I think that the purpose of breaking $\mathbb{Q}$ into intervals (a,b) is to make $\mathbb{Q}$ a countable set, but I don't see the significance of doing this or how it would make the proof easier. I feel like I need to define a well-ordered set in (a,b) but I don't know how to do this since if a and b are both negative then there is no least element, so no well-ordering.
I believe that I am supposed to be using transfinite induction? But I don't know how P($\alpha$) implies P(S($\alpha$)) for S($\alpha$) successor of $\alpha$.
Any help would be greatly appreciated... thanks in advance.

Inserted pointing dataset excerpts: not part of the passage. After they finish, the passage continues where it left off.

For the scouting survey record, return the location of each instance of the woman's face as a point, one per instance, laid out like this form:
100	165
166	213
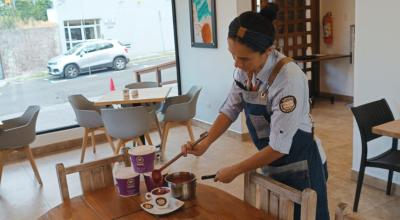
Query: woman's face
245	58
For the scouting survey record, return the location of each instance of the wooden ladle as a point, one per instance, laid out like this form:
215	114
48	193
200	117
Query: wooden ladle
156	174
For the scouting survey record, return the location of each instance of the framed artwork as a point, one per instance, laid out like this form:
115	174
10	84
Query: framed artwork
203	28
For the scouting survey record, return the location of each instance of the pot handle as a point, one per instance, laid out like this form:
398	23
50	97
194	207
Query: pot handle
147	196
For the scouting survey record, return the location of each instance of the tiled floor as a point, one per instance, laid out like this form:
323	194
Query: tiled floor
22	198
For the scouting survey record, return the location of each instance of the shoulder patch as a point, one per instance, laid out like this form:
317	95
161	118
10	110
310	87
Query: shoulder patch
287	104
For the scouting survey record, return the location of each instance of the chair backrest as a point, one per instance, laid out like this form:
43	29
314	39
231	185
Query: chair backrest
127	123
278	199
370	115
20	131
87	114
93	175
141	85
184	108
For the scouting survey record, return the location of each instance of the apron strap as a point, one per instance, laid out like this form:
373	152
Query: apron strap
277	68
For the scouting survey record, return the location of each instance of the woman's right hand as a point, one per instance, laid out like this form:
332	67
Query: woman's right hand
197	150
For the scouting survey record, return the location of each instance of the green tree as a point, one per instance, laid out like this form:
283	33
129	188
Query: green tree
24	10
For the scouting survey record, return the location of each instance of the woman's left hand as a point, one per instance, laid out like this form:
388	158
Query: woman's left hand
227	174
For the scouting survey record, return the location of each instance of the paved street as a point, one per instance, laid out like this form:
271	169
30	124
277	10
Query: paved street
51	92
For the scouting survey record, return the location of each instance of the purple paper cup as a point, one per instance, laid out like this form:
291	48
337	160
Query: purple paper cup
142	158
148	180
128	181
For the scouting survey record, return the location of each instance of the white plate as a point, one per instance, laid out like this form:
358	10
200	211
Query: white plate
174	204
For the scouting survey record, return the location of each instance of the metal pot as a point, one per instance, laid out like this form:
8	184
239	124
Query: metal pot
182	184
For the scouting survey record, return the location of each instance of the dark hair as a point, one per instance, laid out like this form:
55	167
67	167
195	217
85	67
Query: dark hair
255	30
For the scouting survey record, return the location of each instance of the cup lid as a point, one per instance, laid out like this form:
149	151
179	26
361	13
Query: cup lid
124	173
142	150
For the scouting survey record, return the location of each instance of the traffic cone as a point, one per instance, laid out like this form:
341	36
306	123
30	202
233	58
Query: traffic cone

As with any transfinite induction over ordinals, we need to do this in three cases:
$P(0)$. This is obvious.
$P(\alpha) \implies P(S(\alpha))$. This might seem difficult, but it actually isn't. Take the interval $(a, b)$. $P(\alpha)$ implies that there is a subset $A_\alpha \subseteq (a, \frac{a+b}2)$ that is order isomorphic to $\alpha$. Now set $A_{\alpha + 1} = A_\alpha \cup \left\{\frac{a + 2b}{3}\right\}$, and you're done.
$(\forall \alpha < \gamma(P(\alpha))\implies P(\gamma)$ for $\gamma$ a (countable) limit ordinal. This is the tricky part. The reason that it's tricky is that the different $A_\alpha$ might not converge in any way to a suitable candidate for $A_\gamma$. So we need some way to stabilize this. First, fix a infinite sequence $\{a_i\}_{i \in \omega_0}$ of rational numbers such that $a < a_1 < a_2 < a_3 <\cdots < b$. Also, fix some strictly increasing sequence $\{\alpha_i\}_{i \in \omega_0}$ of ordinals that converges to $\gamma$.

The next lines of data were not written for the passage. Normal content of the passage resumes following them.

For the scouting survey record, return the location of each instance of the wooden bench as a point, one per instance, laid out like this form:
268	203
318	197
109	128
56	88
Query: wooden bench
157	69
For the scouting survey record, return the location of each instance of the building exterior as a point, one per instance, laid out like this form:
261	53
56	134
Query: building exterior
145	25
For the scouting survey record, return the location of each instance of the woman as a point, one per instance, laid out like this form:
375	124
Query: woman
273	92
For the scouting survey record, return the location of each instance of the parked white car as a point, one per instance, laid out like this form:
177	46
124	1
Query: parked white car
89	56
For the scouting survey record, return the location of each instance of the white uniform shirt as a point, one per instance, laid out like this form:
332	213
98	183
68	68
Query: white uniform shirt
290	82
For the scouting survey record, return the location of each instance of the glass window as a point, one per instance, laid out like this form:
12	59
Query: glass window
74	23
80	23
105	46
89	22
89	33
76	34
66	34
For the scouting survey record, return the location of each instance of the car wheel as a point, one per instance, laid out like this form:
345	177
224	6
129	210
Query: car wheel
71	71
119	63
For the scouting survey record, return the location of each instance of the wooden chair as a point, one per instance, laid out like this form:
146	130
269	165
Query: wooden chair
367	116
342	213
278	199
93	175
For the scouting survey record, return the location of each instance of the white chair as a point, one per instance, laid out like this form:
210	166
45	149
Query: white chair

The idea is to make sure that both $A_{\alpha_i} \subseteq A_{\alpha_{i + 1}}$, and $A_{\alpha_i}\subseteq (a, a_i)$, so that one is able to take the "limit" (i.e. the union) and have it behave nicely so that we may use that as $A_\gamma$. We begin by using $P(\alpha_0)$ to establish an $A_{\alpha_0}\subseteq (a,a_0)$. Then, for any $i$, there is an ordinal $\beta_i$ so that $\alpha_i + \beta_i = \alpha_{i + 1}$ (which means $\beta_i \leq \alpha_{i+1} < \gamma$). Therefore we may use $P(\beta_i)$ to find an $A_{\beta_i}\subseteq (a_i, a_{i+1})$ which is order isomorphic to $\beta_i$, and thus $A_{\alpha_{i+1}} = A_{\alpha_i} \cup A_{\beta_i}$ is order isomorphic to $\alpha_{i+1}$. This finishes the proof.
It is worth noting where this fails for uncountable ordinals. The first uncountable ordinal, $\omega_1$ is a so-called regular cardinal, which means that if you try to apply step $3$ to it (it is, of course, a limit ordinal), then you cannot find an increasing sequence $\{\alpha_i\}_{i \in \omega_0}$ that converges to $\omega_1$. You need an uncountable sequence to reach it. And you cannot find an uncountable sequence $\{a_i\}_{i \in \omega_1}$ to match it, since there aren't enough rational numbers.